Effect of Incoming Wakes on the Stator Performance in a Single-Stage Low Speed Axial Flow Compressor Operating at Design and Near Stall Conditions

Abstract

Unsteady flow phenomena can significantly influence the performance of turbomachines. The convection of the wake coming from a rotor into a downstream stator is one of these phenomena. In the case of compressors, when the rotor wake is transported through a downstream stator, it undergoes viscous mixing and stretching (Smith 1966), which are two mechanisms responsible for its attenuation. The flow field of a low speed single-stage compressor comprising a rotor and a downstream stator is computed using unsteady CFD simulations at design and near stall conditions.
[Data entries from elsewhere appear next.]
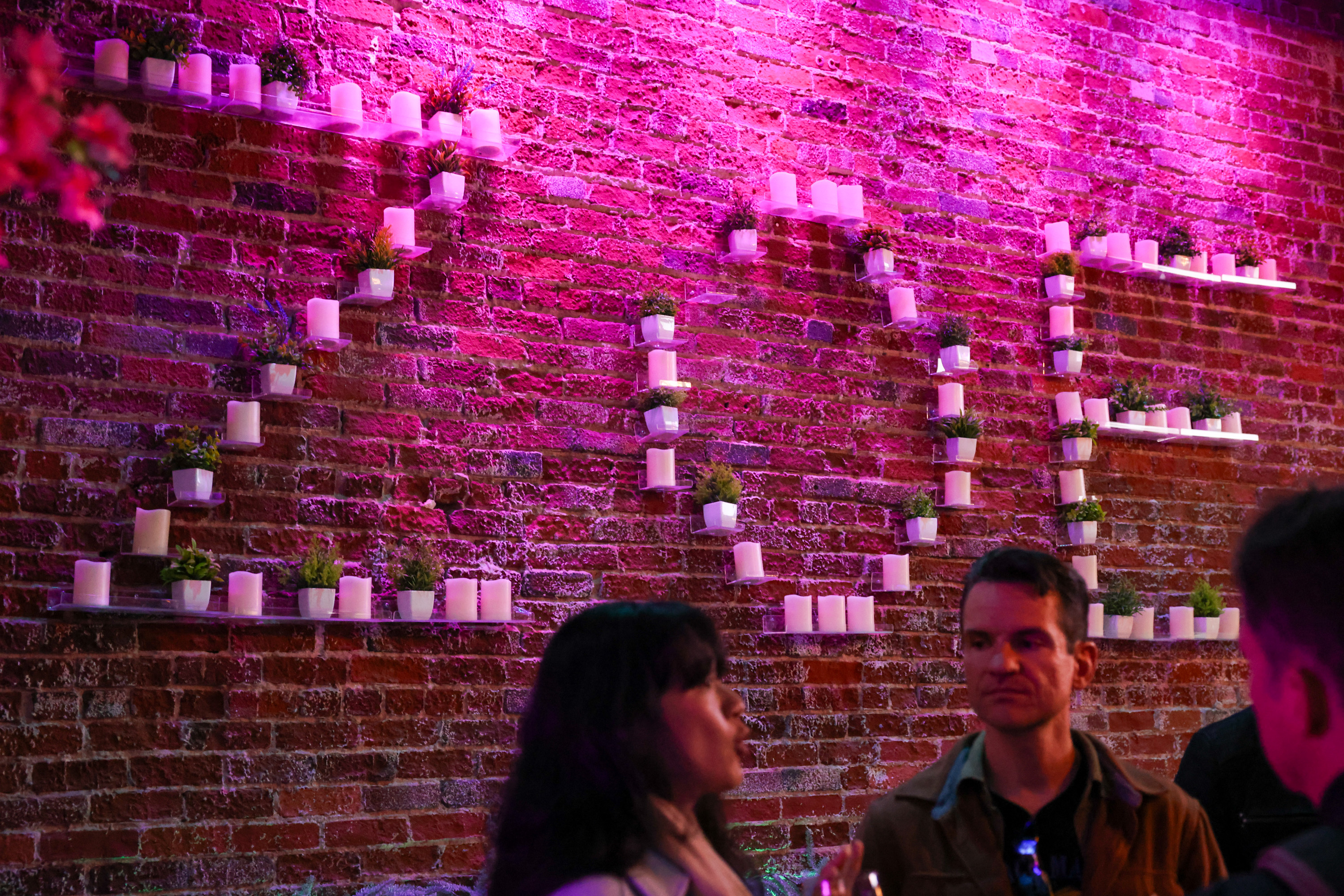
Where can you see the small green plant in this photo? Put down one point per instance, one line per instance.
(1176, 242)
(1078, 431)
(660, 398)
(1082, 512)
(322, 567)
(417, 570)
(283, 64)
(443, 159)
(917, 504)
(717, 484)
(1206, 402)
(967, 426)
(373, 252)
(1121, 598)
(194, 450)
(955, 331)
(1132, 394)
(742, 214)
(193, 564)
(658, 302)
(1061, 264)
(873, 237)
(1206, 599)
(152, 38)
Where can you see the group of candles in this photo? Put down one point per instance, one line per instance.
(836, 613)
(828, 198)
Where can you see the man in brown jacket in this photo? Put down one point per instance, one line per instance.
(1030, 806)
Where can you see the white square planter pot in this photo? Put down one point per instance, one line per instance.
(194, 482)
(922, 528)
(279, 379)
(448, 186)
(658, 328)
(1077, 449)
(449, 125)
(158, 74)
(1117, 626)
(316, 603)
(879, 261)
(1060, 287)
(416, 605)
(961, 450)
(1069, 362)
(662, 420)
(1082, 532)
(1206, 628)
(191, 594)
(721, 515)
(742, 241)
(955, 357)
(279, 100)
(377, 281)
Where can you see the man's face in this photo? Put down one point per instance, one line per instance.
(1019, 668)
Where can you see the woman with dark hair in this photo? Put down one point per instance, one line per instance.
(629, 738)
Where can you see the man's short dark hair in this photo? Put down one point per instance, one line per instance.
(1291, 569)
(1045, 573)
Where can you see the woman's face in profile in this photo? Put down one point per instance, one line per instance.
(706, 738)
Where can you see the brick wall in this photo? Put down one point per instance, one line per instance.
(160, 757)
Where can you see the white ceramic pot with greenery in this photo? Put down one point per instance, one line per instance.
(190, 578)
(717, 492)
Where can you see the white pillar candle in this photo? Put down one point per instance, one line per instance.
(746, 560)
(831, 613)
(195, 74)
(850, 198)
(896, 571)
(660, 468)
(355, 598)
(1097, 410)
(902, 300)
(1069, 408)
(112, 58)
(1143, 629)
(349, 104)
(1061, 322)
(460, 601)
(1086, 567)
(1182, 622)
(956, 487)
(245, 85)
(859, 613)
(1096, 620)
(151, 535)
(486, 128)
(1072, 488)
(245, 594)
(496, 601)
(662, 367)
(404, 111)
(323, 319)
(1057, 237)
(951, 400)
(93, 583)
(797, 610)
(826, 197)
(402, 221)
(242, 422)
(784, 191)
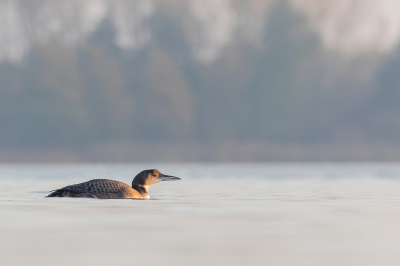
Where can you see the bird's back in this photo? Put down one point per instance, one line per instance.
(98, 188)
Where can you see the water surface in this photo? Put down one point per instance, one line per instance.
(223, 214)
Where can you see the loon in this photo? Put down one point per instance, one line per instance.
(110, 189)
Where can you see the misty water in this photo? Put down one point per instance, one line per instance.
(218, 214)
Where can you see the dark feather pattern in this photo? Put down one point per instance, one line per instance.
(97, 188)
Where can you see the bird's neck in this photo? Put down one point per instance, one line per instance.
(142, 189)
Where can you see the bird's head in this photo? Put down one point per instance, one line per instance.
(150, 177)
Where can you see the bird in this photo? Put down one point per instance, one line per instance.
(110, 189)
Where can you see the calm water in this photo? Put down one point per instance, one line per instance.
(242, 214)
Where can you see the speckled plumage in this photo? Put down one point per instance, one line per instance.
(98, 188)
(110, 189)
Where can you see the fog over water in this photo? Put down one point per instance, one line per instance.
(225, 214)
(84, 78)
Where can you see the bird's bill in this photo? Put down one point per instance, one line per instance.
(168, 178)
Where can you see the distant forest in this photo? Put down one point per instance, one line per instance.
(281, 87)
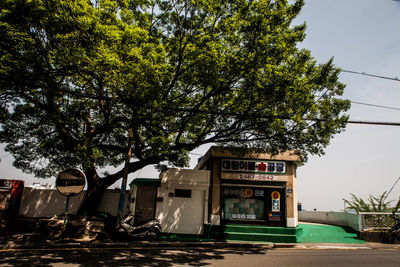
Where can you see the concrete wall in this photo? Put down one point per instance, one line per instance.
(47, 203)
(183, 215)
(351, 220)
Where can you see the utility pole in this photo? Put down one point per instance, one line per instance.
(391, 188)
(121, 203)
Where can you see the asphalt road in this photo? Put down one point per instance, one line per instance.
(231, 257)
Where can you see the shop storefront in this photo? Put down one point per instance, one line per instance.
(251, 188)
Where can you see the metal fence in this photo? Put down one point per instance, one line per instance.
(377, 220)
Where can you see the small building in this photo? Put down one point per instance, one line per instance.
(248, 187)
(179, 199)
(228, 186)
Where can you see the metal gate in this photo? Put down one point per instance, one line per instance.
(145, 204)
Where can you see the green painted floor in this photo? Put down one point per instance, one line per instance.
(319, 233)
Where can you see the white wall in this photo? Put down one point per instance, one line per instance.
(183, 215)
(352, 220)
(47, 203)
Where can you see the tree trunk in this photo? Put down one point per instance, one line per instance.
(91, 200)
(94, 194)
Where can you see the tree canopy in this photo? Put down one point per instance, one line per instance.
(76, 76)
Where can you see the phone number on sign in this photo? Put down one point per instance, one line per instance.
(257, 177)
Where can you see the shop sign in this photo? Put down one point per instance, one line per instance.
(276, 201)
(252, 166)
(261, 177)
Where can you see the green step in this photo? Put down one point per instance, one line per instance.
(255, 233)
(277, 238)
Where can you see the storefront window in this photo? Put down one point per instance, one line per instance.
(243, 204)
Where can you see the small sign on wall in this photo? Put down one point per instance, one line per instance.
(276, 204)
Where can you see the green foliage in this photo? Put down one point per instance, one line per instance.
(373, 204)
(76, 76)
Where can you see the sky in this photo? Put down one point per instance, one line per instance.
(362, 36)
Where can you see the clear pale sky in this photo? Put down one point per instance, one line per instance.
(362, 36)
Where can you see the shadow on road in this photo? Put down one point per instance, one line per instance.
(121, 257)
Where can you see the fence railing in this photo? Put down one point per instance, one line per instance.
(376, 220)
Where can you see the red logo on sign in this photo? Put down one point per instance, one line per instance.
(262, 167)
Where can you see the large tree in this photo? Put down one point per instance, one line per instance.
(76, 76)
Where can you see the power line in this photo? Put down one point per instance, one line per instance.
(372, 75)
(375, 123)
(374, 105)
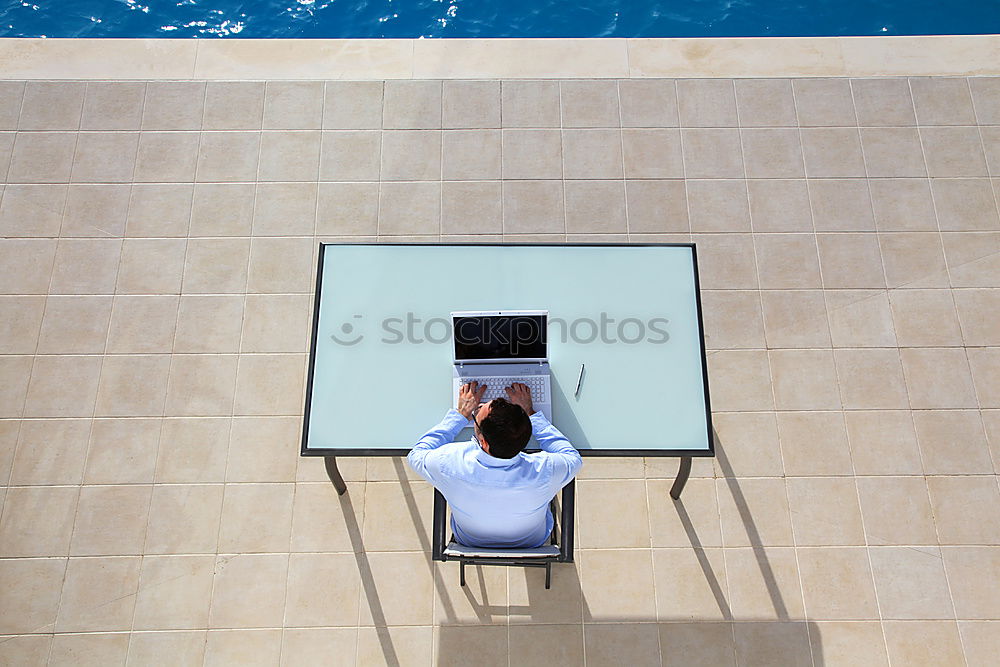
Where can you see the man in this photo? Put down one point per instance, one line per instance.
(499, 496)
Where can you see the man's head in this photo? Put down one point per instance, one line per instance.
(504, 427)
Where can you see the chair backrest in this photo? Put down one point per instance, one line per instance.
(561, 553)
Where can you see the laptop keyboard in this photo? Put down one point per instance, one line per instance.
(495, 385)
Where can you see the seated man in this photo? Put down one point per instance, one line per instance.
(499, 496)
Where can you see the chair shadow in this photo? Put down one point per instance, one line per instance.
(728, 641)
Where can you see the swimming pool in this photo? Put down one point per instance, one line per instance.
(498, 18)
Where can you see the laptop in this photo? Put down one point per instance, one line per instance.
(499, 347)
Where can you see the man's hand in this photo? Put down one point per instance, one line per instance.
(469, 398)
(520, 394)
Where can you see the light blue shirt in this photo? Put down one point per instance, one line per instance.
(496, 503)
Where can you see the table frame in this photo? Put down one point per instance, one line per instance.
(685, 455)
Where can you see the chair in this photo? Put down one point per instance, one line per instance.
(557, 551)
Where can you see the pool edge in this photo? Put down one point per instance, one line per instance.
(936, 55)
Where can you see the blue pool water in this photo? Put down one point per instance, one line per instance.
(493, 18)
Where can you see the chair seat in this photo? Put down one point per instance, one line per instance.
(544, 551)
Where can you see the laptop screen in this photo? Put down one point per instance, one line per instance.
(499, 337)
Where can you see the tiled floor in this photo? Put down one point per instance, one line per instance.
(156, 269)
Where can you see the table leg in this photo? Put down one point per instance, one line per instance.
(682, 474)
(334, 474)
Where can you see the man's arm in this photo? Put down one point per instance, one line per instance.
(454, 421)
(442, 434)
(565, 457)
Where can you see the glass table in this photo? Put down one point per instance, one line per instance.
(380, 366)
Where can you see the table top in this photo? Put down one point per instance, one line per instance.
(380, 368)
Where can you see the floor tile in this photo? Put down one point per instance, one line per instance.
(923, 642)
(732, 319)
(706, 103)
(816, 521)
(174, 592)
(591, 153)
(173, 105)
(795, 319)
(264, 449)
(973, 574)
(618, 585)
(589, 103)
(23, 530)
(256, 518)
(285, 209)
(89, 649)
(779, 205)
(902, 204)
(882, 102)
(740, 380)
(184, 519)
(37, 462)
(814, 443)
(824, 102)
(849, 642)
(293, 105)
(386, 599)
(913, 260)
(718, 206)
(804, 380)
(837, 583)
(193, 449)
(764, 583)
(33, 210)
(185, 647)
(323, 590)
(974, 308)
(832, 152)
(871, 378)
(765, 643)
(52, 105)
(892, 152)
(788, 261)
(648, 102)
(850, 261)
(698, 643)
(234, 105)
(937, 378)
(471, 154)
(754, 512)
(468, 104)
(841, 205)
(619, 508)
(897, 511)
(351, 156)
(34, 587)
(953, 500)
(765, 103)
(911, 583)
(249, 591)
(98, 594)
(111, 520)
(122, 451)
(133, 386)
(650, 153)
(595, 207)
(244, 647)
(747, 444)
(712, 153)
(412, 105)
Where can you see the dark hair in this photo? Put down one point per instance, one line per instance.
(506, 428)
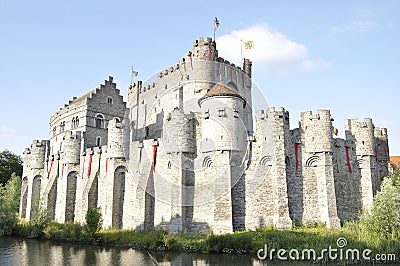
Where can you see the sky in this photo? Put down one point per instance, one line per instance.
(307, 55)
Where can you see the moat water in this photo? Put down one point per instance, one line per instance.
(21, 251)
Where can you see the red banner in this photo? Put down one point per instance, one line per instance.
(209, 48)
(348, 160)
(90, 164)
(296, 152)
(153, 165)
(51, 166)
(180, 71)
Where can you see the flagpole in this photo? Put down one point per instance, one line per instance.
(132, 75)
(216, 25)
(241, 49)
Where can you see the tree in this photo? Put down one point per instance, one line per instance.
(9, 204)
(384, 218)
(9, 163)
(93, 222)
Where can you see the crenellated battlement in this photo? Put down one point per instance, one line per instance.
(380, 132)
(271, 113)
(188, 159)
(362, 133)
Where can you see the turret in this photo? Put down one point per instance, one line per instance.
(223, 126)
(246, 66)
(204, 49)
(35, 156)
(72, 147)
(382, 146)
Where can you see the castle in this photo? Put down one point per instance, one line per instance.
(182, 155)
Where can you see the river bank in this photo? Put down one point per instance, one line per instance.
(265, 242)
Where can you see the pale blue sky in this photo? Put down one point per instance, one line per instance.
(337, 55)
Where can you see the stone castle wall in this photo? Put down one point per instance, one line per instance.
(183, 159)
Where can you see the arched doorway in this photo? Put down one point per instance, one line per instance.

Simulations results are compared to steady and unsteady data obtained from yawmeter and hotwire measurements at both rotor and stator exit. The study focuses on the rotor wake attenuation and the related unsteady total pressure loss generated in the stator passage. The loss due to viscous mixing of the rotor wake is calculated analytically using a wake dissipation model. Based on experimental, numerical and analytical results, a break-down of the unsteady total pressure losses is performed for the two operating conditions. Unsteady total pressure losses are classified into two categories. The first category is the loss generated by viscous mixing of the rotor wake and the second one the loss generated by the interactions between the rotor wake and the stator pressure and suction surfaces boundary layers (interaction loss). Results show that the interactions between the rotor wake and the stator surfaces boundary layers play an important part in the unsteady loss generation process and that the contribution of this interaction loss increases from design to near stall condition.